Le Figaro, 19 octobre 1990, par Alain Bosquet

Henri Meschonnic, philosophe et poète

Les philosophes du langage forment un milieu très restreint, de professeurs et d’illuminés qui, de plus en plus, sous l’influence notamment de Jacques Derrida, considèrent leur domaine comme une sorte de Mecque : aux initiés seuls les abords en sont réservés. La science du langage est devenue pour eux un sacerdoce, où l’analyse s’oppose à l’intuition de la pratique. En d’autres termes, la vivisection des mots et leur histoire les empêchent de les employer comme font les simples mortels. Ils s’imposent une grille, un vocabulaire post-heideggerien et, tout compte fait, une dictature d’expressions ésotériques. Le grand public s’y perd, et le public de bonne volonté n’y est pas mieux loti. Il se trouve qu’Henri Meschonnic, qui s’est fait, à cinquante ans, une réputation dans ce coin-là, se veut à la fois philosophe de la poésie et pratiquant de cet art, donc poète. Sa bibliographie comporte, en plus des ouvrages collectifs, plus de dix-huit volumes. Il est donc légitime de parler de lui dans ce journal surtout qu’il publie simultanément un livre ou il tente de s’expliquer, La Rime et la vie, et un recueil de poèmes, Nous le passage.

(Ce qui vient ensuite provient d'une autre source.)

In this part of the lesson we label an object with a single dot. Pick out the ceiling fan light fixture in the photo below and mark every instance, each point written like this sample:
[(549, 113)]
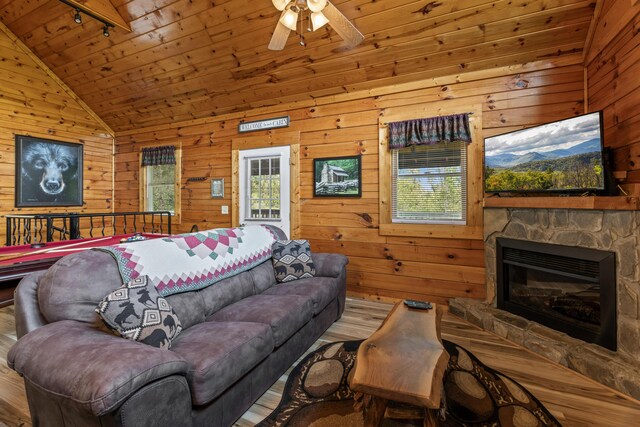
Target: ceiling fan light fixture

Le jargon philosophique est souvent épais. L’intérêt particulier de La Rime et la vie consiste en une sorte de compromis entre ce jeu de termes spécialisés et une relation infiniment plus naturelle, qui tient plus de la confession que de la démonstration. Henri Meschonnic se demande ce qu’est la poésie, selon ses critères professionnels : il nous avoue dans quelles affres elle peut le jeter, et combien son ascendant sur lui est puissant. Débarrassé de sa panoplie langagière et de son érudition paralysante, il est capable enfin de nous émouvoir. Ce n’est assurément pas chose facile: il continue de croire que le philosophe en lui admet difficilement l’espèce de grâce qui seule conduit le poète. Il annonce : « Le langage parle du langage », puis il met plus de trois cents pages pour à la fois se libérer de cette définition et pour ne pas perdre pied. Alors se déploie, en une prose superbe et chantante, une manière d’hymne au mystère, au moment où celui-ci va se couvrir de mots. Partir de l’intelligence aux aguets pour aboutir à une déclaration de foi en faveur de l’expression : tel est ce livre.

Pratiquer avec suspicion et froideur le langage est le propre du philosophe. S’il s’abstient de flirter avec le lyrisme, il garde quelque rigueur. La nature d’Henri Meschonnic le pousse à abandonner la mathématique du scalpel pour, quelquefois, se ranger sans ambages du côté de la poésie. L’analyste se veut à ses moments perdus – ou, plutôt, gagnés – un poète.